I waited on my drink, but I wasn’t talking to my husband or imagining Paris being liberated. I was watching the woman, how still she could be, how she occupied space without disturbing it. Except for the occasional sip from her drink or a nod of her sleek head, she never moved. An older gentleman approached her table, asked if he could take a seat. She was gracious, but not interested. She was young. She was not anxious.

But I was. I started straightening my clothes, worrying about my jet-lagged complexion and my fuzzy hair. I took a drink from my gorgeous, rose-adorned glass and swallowed wrong, coughed. I smiled for a couple of silly photographs with my husband and then we paid the bill. And all the while I kept watching the other woman. I was an American tourist, out of place, giddy and too friendly. She could have been anyone. Or no one. If I blinked, she could disappear altogether. How did she do that?

It was a secret she wasn’t sharing. Still isn’t.

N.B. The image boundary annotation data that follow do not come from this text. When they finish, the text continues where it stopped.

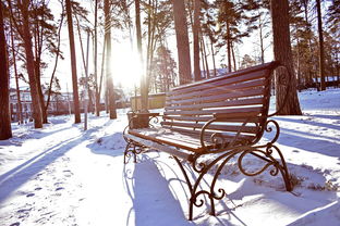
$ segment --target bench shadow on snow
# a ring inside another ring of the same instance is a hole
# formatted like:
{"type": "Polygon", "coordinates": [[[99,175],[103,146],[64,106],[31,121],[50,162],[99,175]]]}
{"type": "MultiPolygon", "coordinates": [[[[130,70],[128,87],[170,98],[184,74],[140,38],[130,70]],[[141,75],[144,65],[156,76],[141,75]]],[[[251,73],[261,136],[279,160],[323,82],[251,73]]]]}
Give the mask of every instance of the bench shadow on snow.
{"type": "Polygon", "coordinates": [[[136,226],[196,225],[183,214],[180,201],[173,197],[175,191],[171,192],[170,180],[161,175],[162,167],[163,163],[146,154],[138,156],[138,163],[131,161],[124,165],[122,179],[133,202],[126,225],[133,224],[133,214],[136,226]]]}
{"type": "MultiPolygon", "coordinates": [[[[291,173],[303,178],[302,184],[294,188],[294,193],[283,189],[281,175],[272,177],[265,173],[264,177],[262,177],[263,174],[259,177],[247,177],[242,174],[233,173],[230,175],[222,173],[216,190],[224,188],[227,196],[221,201],[216,201],[217,216],[209,216],[206,213],[209,210],[209,201],[207,197],[202,196],[199,198],[204,200],[204,206],[194,208],[194,222],[189,222],[187,216],[184,215],[184,212],[187,212],[187,205],[181,205],[179,201],[179,196],[182,199],[185,196],[187,200],[190,194],[180,168],[177,165],[168,164],[168,161],[167,163],[162,162],[157,156],[149,158],[148,154],[139,154],[137,162],[134,164],[131,160],[130,163],[124,165],[123,170],[123,184],[133,202],[126,225],[133,224],[131,221],[134,214],[135,225],[137,226],[208,225],[210,217],[214,217],[214,221],[220,225],[230,225],[229,219],[233,218],[240,225],[245,226],[248,216],[242,214],[243,205],[247,209],[252,208],[252,205],[258,208],[257,202],[280,203],[278,206],[287,206],[293,212],[304,214],[329,204],[330,200],[337,197],[337,191],[327,191],[320,188],[321,185],[327,183],[324,175],[302,165],[288,164],[291,173]],[[167,178],[162,172],[169,170],[175,176],[167,178]],[[307,178],[308,175],[311,175],[311,178],[307,178]],[[238,188],[229,190],[226,179],[239,184],[238,188]],[[181,189],[178,187],[174,189],[171,186],[172,183],[180,183],[181,189]],[[243,200],[243,198],[256,197],[256,194],[263,196],[254,198],[250,202],[243,200]],[[314,197],[317,198],[314,199],[314,197]],[[239,209],[241,209],[241,212],[238,212],[239,209]]],[[[193,172],[190,174],[195,177],[193,172]]],[[[209,184],[207,180],[203,183],[204,186],[209,184]]]]}
{"type": "Polygon", "coordinates": [[[11,193],[23,184],[32,179],[32,177],[37,175],[39,172],[44,171],[56,160],[62,158],[73,147],[82,143],[94,133],[96,133],[96,129],[90,129],[80,136],[63,140],[62,142],[57,143],[44,151],[37,151],[37,155],[0,175],[0,203],[10,197],[11,193]]]}
{"type": "Polygon", "coordinates": [[[126,142],[123,133],[114,133],[95,139],[86,146],[95,154],[105,154],[110,156],[120,156],[124,154],[126,142]]]}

Look. Right there she is, in the photograph I took of the bar. I hadn’t even noticed her yet, and maybe that’s why I’d forgotten her when I went back to look at these images. Do you see her? A dark outline? Will you wonder about her the way I do? Is she a ghost? Is she waiting for someone? Is she lonely?Most probably at some point in her life, she will be all of those things. But for me, every time I look at this photograph, I search her out. Mesmerized by never knowing.

Wouldn’t Hemingway love that? He’d have bought her a drink, I bet. He’d have given her a thousand names.